Energy drives industrial revolutions
The Fourth Industrial Revolution is coming in the next decade, and no, contrary to
the breathless rhetoric of the likes of the World Economic Forum, it is not centred
on robotics and artificial intelligence as significant as these advances are. Rather,
as with all previous such revolutions, it will be driven by the release of a new form
of energy into humanity’s ecosystem. The global economy has always evolved
thermodynamically: bursts of energy followed by dissipation followed by a new
burst then dissipation and so on.
Figure 1: The global economy evolves thermodynamically
The rise of solar and wind
“Currently, either wind or solar power is the cheapest new source of power in
the US, Australia, India, and large parts of Europe, Southeast Asia and Latin
America. We project that by 2020, renewables will be the cheapest form of
power generation in every region where we cover utilities other than a few
countries in Southeast Asia.” Morgan Stanley as at 05.07.17
The first two industrial revolutions used steam and electrical energy to leverage
humanity’s brawn. The third used computer energy to leverage humanity’s brain.

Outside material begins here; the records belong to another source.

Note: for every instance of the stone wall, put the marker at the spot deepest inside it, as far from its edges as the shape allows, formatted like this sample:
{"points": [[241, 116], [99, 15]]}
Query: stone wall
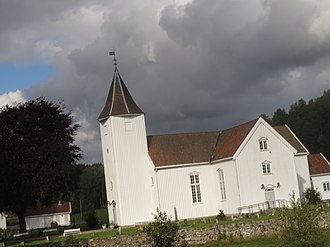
{"points": [[195, 235]]}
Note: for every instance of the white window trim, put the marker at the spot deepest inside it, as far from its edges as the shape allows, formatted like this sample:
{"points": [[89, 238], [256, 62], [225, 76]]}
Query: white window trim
{"points": [[266, 167], [222, 185], [326, 186], [263, 144], [195, 187]]}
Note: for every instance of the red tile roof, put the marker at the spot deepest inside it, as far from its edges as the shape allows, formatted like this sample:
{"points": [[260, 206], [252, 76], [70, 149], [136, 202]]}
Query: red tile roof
{"points": [[186, 148], [286, 133], [199, 147], [318, 164], [119, 100], [52, 209]]}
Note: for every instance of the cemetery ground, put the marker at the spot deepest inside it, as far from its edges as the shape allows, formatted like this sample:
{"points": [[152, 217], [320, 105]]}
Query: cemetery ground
{"points": [[37, 238]]}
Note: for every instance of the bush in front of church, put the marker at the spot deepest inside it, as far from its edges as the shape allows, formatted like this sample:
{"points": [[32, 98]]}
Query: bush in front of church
{"points": [[163, 232]]}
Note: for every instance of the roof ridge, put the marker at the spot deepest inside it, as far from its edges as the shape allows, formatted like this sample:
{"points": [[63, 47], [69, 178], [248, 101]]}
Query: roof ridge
{"points": [[187, 133]]}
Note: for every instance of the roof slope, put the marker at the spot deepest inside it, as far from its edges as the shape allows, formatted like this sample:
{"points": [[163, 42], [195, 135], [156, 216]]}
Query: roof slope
{"points": [[119, 100], [287, 134], [231, 139], [52, 209], [318, 164], [187, 148], [184, 148]]}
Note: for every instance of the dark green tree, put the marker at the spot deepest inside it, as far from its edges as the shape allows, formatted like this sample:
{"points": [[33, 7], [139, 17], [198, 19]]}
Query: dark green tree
{"points": [[92, 187], [37, 156], [310, 122], [301, 228]]}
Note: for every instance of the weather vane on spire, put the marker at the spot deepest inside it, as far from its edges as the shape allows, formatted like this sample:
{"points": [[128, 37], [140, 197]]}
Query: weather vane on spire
{"points": [[113, 53]]}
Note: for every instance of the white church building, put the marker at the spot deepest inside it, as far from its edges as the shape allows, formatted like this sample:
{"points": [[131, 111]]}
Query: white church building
{"points": [[247, 167]]}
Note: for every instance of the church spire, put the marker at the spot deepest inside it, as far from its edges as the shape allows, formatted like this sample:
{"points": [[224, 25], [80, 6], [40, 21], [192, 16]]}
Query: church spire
{"points": [[119, 100]]}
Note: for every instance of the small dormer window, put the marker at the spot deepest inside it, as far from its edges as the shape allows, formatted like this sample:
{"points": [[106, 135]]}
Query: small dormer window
{"points": [[266, 167], [263, 144]]}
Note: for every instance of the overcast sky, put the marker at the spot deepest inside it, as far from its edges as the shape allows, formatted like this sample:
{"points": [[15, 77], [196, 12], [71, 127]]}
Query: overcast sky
{"points": [[190, 65]]}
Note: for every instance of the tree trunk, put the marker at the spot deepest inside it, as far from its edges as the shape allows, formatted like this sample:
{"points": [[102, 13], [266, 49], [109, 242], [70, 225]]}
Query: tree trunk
{"points": [[21, 220]]}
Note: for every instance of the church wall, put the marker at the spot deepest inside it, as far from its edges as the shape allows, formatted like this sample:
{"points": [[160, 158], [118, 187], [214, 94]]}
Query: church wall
{"points": [[133, 178], [174, 187], [282, 178], [318, 181], [110, 172], [303, 175]]}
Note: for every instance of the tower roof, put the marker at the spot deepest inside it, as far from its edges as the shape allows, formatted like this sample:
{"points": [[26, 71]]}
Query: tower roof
{"points": [[119, 100]]}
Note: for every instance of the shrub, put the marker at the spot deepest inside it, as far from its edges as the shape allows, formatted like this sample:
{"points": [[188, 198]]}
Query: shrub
{"points": [[163, 232], [221, 215], [300, 225], [91, 220], [312, 196]]}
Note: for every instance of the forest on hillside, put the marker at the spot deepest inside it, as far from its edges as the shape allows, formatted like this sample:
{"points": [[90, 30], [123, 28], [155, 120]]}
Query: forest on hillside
{"points": [[310, 121]]}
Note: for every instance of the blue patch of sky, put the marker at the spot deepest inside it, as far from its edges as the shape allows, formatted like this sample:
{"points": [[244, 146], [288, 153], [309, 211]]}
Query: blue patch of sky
{"points": [[14, 77]]}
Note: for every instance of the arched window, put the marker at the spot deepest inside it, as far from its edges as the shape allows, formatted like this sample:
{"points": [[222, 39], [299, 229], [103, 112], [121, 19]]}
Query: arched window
{"points": [[222, 185], [195, 187], [266, 167], [263, 143]]}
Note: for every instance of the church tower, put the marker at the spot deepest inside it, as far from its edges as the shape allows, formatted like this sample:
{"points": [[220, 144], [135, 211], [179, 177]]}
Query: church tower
{"points": [[125, 156]]}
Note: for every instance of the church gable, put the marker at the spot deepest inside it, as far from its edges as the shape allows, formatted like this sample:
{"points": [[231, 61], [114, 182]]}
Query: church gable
{"points": [[231, 139], [203, 147], [318, 164], [287, 134]]}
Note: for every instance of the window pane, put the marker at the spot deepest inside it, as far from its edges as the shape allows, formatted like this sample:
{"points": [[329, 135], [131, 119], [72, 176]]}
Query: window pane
{"points": [[199, 197], [197, 179], [192, 180], [265, 144]]}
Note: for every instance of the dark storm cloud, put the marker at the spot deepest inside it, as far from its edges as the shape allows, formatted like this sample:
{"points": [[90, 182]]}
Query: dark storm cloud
{"points": [[205, 65]]}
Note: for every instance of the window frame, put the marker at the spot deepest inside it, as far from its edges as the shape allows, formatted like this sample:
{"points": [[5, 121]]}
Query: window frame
{"points": [[195, 187], [263, 144], [266, 167], [222, 185], [326, 186]]}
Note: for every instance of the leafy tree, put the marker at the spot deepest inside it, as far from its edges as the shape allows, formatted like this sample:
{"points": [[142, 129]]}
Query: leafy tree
{"points": [[37, 153], [301, 228], [312, 196], [92, 187], [310, 122], [163, 232]]}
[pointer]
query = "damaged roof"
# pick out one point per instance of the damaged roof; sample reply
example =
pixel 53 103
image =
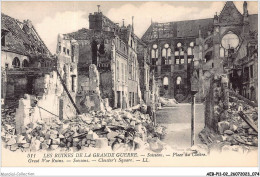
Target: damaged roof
pixel 22 38
pixel 179 29
pixel 89 34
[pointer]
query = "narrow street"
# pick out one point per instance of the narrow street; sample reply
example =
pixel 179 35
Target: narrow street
pixel 178 122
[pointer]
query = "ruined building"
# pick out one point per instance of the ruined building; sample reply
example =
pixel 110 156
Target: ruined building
pixel 37 84
pixel 22 50
pixel 214 44
pixel 113 49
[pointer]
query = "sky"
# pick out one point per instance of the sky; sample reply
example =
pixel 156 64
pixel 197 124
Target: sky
pixel 52 18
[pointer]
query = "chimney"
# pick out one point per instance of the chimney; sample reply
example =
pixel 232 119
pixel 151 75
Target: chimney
pixel 132 23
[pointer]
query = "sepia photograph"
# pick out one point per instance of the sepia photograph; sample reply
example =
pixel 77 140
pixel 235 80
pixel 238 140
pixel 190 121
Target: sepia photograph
pixel 129 84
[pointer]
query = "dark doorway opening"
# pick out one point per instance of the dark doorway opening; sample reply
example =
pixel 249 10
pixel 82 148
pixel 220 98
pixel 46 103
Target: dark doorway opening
pixel 30 85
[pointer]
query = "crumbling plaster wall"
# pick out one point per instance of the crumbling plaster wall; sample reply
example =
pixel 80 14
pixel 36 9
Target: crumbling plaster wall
pixel 217 102
pixel 8 57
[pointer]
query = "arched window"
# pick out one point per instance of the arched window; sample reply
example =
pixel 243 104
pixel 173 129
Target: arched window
pixel 179 54
pixel 165 82
pixel 178 80
pixel 190 52
pixel 177 57
pixel 16 63
pixel 221 52
pixel 25 63
pixel 230 40
pixel 178 83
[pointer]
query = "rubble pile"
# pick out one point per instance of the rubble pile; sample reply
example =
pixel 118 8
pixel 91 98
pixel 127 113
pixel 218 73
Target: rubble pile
pixel 115 129
pixel 238 132
pixel 167 102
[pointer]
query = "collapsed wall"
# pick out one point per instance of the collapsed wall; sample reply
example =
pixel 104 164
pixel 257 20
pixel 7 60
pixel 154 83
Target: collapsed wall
pixel 89 97
pixel 230 120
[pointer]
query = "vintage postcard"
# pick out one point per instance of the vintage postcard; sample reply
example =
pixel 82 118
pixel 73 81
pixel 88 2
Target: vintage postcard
pixel 129 84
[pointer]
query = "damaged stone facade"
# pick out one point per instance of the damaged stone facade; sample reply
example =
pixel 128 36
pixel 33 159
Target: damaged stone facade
pixel 174 45
pixel 230 119
pixel 32 78
pixel 24 58
pixel 113 49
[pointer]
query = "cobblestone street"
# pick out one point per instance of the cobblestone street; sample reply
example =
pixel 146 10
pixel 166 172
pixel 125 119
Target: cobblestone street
pixel 178 122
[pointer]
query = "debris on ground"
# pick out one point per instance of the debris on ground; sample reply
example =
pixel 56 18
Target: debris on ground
pixel 115 129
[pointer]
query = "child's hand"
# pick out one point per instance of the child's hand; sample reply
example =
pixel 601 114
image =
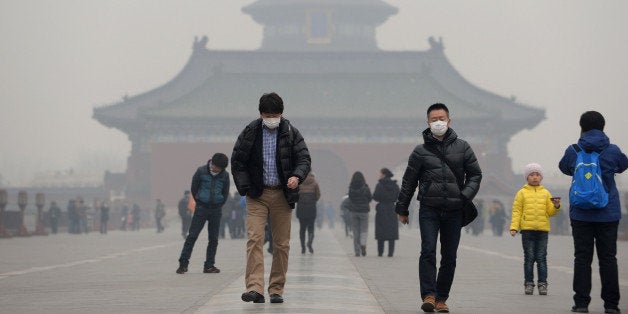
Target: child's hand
pixel 556 201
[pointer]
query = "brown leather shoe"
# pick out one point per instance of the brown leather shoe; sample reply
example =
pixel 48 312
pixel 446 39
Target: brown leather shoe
pixel 429 303
pixel 441 307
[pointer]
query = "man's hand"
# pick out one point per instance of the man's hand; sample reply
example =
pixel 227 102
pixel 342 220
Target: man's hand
pixel 293 182
pixel 404 219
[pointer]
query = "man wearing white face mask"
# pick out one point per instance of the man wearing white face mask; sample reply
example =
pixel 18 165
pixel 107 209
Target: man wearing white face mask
pixel 269 161
pixel 448 175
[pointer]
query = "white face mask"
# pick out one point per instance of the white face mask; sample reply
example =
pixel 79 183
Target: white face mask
pixel 271 123
pixel 438 128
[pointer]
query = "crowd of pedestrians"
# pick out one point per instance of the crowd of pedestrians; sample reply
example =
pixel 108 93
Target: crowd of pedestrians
pixel 271 170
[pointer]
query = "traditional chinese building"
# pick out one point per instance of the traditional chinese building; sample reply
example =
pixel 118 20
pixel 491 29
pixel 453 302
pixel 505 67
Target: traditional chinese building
pixel 359 108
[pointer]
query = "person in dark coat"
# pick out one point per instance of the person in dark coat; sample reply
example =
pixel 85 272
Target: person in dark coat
pixel 596 227
pixel 360 197
pixel 104 216
pixel 309 194
pixel 386 224
pixel 269 161
pixel 55 214
pixel 135 216
pixel 442 196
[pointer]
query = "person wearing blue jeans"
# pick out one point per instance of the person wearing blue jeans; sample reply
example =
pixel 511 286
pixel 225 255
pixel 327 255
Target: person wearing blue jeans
pixel 534 250
pixel 210 189
pixel 596 227
pixel 433 221
pixel 448 176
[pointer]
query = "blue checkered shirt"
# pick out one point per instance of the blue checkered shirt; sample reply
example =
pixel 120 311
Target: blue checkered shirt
pixel 269 149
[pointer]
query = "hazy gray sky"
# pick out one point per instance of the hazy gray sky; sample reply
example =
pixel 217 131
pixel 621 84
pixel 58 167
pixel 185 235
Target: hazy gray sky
pixel 61 58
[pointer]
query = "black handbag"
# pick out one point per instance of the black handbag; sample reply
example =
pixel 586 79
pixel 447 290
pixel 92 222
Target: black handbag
pixel 469 211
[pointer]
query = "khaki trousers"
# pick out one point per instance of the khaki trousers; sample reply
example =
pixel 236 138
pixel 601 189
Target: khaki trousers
pixel 271 204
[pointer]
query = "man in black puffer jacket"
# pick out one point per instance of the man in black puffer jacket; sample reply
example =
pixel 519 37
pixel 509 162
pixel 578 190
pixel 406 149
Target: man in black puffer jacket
pixel 442 193
pixel 269 161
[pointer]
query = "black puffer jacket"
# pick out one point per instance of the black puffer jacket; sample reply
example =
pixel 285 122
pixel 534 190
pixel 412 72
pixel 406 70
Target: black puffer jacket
pixel 360 197
pixel 386 224
pixel 437 183
pixel 292 159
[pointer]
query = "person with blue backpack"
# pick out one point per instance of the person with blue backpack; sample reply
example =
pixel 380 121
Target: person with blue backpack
pixel 210 190
pixel 594 160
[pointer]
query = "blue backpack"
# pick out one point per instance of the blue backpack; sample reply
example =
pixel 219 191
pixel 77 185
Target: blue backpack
pixel 587 189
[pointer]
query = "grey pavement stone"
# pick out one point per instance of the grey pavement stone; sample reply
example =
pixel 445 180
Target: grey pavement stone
pixel 134 272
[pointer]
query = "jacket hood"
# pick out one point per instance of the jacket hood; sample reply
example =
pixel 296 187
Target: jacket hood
pixel 593 140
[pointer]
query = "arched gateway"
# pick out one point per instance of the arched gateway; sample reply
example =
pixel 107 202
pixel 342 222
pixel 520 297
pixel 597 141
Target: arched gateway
pixel 358 107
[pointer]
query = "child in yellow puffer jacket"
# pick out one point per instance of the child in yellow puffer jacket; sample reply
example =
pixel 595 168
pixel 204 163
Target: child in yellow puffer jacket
pixel 531 211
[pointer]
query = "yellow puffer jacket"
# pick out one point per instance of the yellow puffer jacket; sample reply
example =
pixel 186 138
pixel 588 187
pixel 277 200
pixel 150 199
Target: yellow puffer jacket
pixel 532 209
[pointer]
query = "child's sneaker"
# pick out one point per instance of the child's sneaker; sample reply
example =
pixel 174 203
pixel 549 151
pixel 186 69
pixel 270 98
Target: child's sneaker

The fourth will release renewable energy, mostly solar and wind, into our
ecosystem thereby making cheap and indeed almost free energy near universally
available to all. And before long, renewable energy will allow cheap water from
desalination to be widely available. Renewable energy in terms of energy return
for energy invested is already head and shoulders above fossil fuels.
Figure 2: The Physicist’s Productivity counts most
A geometric fall in energy prices
The other two hallmarks of an industrial revolution – apart from the release of a new form of energy –
are that the costs of providing and using that energy fall geometrically rather than arithmetically thus
facilitating a matching rate of adoption that rises geometrically rather than arithmetically: this is the
essence of what makes that new energy source so ‘revolutionary’. We are on the cusp of the renewable
revolution.
Indeed we are entering a period of ‘free’ energy, free in the sense that once the capital expenditure
itself is complete, the fuel feedstock is free – it doesn’t have to be mined or pumped and burnt.
Figure 3: Plunging panel prices facilitate surging demand
China takes the lead
And whereas the United Kingdom led the First Industrial Revolution, and the United States led the
second and third, China will lead the fourth. This is because its productive might is driving down costs
and so prices of solar and wind energy, and its demand is underwriting the growth in the rate
of adoption.
Figure 4: The top ten photovoltaic module manufacturers in 2017
China’s expressed determination to clean up its environment is backed up by physical reality – these
aren’t empty promises or platitudes. In August 2017 the government publically reprimanded and
punished nearly 100 senior officials in Gansu province for severe ecological damage, in a sign that
Presiden Xi is willing to take on China’s ponderous yet powerful bureaucracy. But the real action is on
China’s drive for renewable energy self-sufficiency. Indeed, in reality, low-cost, energy-short China is
driving the industrial economics of the renewable energy revolution in both wind and solar energy.
We believe that the value creation derived from the Fourth Industrial Revolution will outstrip value
destruction. But coal and oil will suffer as did horsepower with the arrival of the automobile. Tropical
and subtropical emerging markets that are energy and water-short could benefit even more than
developed nations, which could see a jump-start in their productivity growth.